Interested parties should submit a costed proposal (in English) to [email protected] which includes:

  • the tender reference in the email subject line;
  • a short (no more than 5 pages) explanation of your proposed approach (e.g. methodology and scope);
  • a description of why you are well-placed to complete the work;
  • a description of the team who will do the work (including biographies and previous related work);
  • a costing at an activity level

If you have any questions about the tender, please contact [email protected] quoting the tender reference. The ODI reserves the right to make both anonymised questions and answers public or shared with other organisations having stated their interest.

Decision criteria

All proposals will be assessed as described in our public procurement policy. In addition, for this procurement we will be looking for:

  • evidence of experience and expertise in this area;
  • evidence of convening and working with multiple stakeholders;
  • ability to communicate well in written form.

Frequently asked questions

Q: For the purposes of conflict clearance, are you able to confirm who the second and third pilots are with?

A: Unfortunately not. The second and third pilots are likely to include a range of stakeholders in the recycling, retail and wildlife sectors. As soon as we’re in a position to share this more openly, we will advise all bidders.

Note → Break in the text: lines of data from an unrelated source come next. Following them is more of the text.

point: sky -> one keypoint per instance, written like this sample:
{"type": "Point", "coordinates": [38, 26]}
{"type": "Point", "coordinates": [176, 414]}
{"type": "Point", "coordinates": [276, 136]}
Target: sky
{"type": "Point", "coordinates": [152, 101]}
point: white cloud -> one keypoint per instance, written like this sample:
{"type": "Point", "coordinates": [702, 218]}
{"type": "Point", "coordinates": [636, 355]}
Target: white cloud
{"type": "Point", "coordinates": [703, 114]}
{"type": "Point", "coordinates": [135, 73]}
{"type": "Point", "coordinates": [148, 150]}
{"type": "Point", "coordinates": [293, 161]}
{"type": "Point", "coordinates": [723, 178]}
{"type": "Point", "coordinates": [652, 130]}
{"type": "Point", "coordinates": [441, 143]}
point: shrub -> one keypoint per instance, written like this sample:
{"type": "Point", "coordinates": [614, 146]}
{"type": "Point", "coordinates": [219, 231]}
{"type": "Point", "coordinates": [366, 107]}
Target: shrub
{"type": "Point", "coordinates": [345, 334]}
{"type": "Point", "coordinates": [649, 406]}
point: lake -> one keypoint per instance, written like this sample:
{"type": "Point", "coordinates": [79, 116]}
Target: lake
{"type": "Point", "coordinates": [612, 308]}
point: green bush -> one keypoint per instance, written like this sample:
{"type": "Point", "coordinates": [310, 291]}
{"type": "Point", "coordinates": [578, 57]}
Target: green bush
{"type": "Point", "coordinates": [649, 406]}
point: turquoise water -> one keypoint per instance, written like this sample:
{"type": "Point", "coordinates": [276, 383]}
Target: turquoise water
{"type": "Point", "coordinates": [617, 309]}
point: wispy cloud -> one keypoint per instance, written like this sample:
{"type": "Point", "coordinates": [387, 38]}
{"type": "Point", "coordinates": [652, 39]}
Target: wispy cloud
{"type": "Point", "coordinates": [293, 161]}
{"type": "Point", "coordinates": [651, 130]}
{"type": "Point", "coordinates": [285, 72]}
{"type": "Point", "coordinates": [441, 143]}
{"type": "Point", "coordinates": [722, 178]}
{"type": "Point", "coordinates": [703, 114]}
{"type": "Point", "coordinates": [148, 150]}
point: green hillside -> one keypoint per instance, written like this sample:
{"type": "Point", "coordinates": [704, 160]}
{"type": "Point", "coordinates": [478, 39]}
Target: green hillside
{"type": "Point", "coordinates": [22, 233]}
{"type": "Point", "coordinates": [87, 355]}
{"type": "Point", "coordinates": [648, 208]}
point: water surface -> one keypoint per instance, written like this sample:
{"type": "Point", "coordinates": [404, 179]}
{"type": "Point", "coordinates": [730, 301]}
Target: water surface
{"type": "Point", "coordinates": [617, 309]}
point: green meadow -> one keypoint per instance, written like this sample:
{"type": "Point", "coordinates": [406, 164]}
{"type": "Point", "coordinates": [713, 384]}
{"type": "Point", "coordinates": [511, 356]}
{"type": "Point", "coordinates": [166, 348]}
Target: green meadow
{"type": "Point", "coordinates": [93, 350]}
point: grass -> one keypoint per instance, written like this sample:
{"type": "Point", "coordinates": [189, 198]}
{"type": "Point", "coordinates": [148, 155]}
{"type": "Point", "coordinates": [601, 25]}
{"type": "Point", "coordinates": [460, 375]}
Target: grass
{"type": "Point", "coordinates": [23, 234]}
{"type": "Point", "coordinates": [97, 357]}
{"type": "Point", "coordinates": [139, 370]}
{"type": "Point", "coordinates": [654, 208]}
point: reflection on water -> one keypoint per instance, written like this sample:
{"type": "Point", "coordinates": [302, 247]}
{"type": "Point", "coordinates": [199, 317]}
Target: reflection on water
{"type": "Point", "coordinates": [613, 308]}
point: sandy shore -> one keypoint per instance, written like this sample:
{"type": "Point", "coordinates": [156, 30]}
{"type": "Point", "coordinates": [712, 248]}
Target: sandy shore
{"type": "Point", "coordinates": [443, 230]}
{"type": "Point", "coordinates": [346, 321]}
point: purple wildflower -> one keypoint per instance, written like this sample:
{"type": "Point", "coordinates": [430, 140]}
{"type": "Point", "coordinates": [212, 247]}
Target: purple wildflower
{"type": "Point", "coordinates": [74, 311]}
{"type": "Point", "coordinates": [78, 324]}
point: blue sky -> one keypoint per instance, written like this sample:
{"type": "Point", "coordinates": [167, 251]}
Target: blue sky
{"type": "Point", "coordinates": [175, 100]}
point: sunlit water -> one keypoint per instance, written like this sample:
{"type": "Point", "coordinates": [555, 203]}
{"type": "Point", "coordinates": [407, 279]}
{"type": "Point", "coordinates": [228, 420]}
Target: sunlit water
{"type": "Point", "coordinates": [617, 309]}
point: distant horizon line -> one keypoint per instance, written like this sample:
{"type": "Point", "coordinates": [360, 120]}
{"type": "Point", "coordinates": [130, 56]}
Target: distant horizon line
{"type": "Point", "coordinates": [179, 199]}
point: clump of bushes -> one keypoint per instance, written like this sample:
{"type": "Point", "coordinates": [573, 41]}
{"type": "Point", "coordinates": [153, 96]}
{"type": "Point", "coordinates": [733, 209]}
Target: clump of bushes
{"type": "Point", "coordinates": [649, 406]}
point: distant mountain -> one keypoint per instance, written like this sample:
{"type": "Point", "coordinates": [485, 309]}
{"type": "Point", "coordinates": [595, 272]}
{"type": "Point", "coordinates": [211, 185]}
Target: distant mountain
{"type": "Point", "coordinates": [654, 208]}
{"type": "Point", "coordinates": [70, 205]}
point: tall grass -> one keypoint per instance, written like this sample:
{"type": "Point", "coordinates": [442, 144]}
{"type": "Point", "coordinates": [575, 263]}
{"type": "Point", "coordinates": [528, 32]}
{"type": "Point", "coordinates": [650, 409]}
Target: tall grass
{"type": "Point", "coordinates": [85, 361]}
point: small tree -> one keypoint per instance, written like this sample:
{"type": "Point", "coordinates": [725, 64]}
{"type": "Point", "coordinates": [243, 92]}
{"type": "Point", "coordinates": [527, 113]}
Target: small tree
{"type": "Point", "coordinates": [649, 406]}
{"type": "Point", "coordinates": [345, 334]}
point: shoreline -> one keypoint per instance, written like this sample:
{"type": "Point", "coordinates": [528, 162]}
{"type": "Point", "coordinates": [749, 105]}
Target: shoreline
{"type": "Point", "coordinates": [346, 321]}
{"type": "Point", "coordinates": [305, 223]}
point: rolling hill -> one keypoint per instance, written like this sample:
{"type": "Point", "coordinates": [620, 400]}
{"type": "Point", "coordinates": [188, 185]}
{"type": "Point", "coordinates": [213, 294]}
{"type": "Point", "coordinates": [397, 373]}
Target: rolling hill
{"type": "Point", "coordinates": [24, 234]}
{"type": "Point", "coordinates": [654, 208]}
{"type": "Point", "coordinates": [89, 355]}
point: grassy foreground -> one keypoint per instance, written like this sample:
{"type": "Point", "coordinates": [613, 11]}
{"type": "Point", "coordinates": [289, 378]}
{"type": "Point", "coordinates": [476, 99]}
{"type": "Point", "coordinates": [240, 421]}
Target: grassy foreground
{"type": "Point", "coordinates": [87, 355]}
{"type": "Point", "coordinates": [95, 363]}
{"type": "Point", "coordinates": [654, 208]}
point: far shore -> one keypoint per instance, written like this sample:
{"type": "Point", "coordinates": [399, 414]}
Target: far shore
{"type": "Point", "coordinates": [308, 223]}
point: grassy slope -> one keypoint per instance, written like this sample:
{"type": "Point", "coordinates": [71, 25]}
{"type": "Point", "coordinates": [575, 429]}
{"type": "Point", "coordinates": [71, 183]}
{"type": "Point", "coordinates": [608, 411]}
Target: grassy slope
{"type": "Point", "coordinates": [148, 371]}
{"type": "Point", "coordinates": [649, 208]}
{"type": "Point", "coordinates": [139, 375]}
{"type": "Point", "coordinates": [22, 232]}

Q: If you appoint two different law firms are you expecting the two firms to work in collaboration and come up with a single set of advice/thinking on this?

A: If two different law firms are appointed then it would be ideal if they worked collaboratively, but we also think that the firms will be able to work independently. We are recruiting a Legal Consultant to help us align the approach across the two projects.

Q: Would we be able to submit three proposals (i.e. one for each ITT individually and one for both)?

A: No. We can only accept two proposals – one per tender.

Q: Does the concept of ‘people and organisations with an interest in data’, i.e. the primary audience, cover both contributors of data and also users of data?

A: Yes, it covers both contributors of data and also users of data.

Q: Please confirm the ODI’s intention in respect of the use of a ‘legal trust’. Is there any scope to consider other forms of legal incorporation?

A: Our intention is to investigate and evaluate options.

Q: Please advise how different the ODI expects the data trusts to be and how different the ODI wants the pilot solutions to be?

A: We are hoping that there will be a common approach, but we are open to whether that is possible. The pilots will help us to do that.

Q: Please clarify how you intend to split the ‘general advice’ across the two procurements. Much of the projects will cover the same ground, is there a risk of significant work duplication?

A: We will work with the successful bidder(s) to mitigate this risk in early January.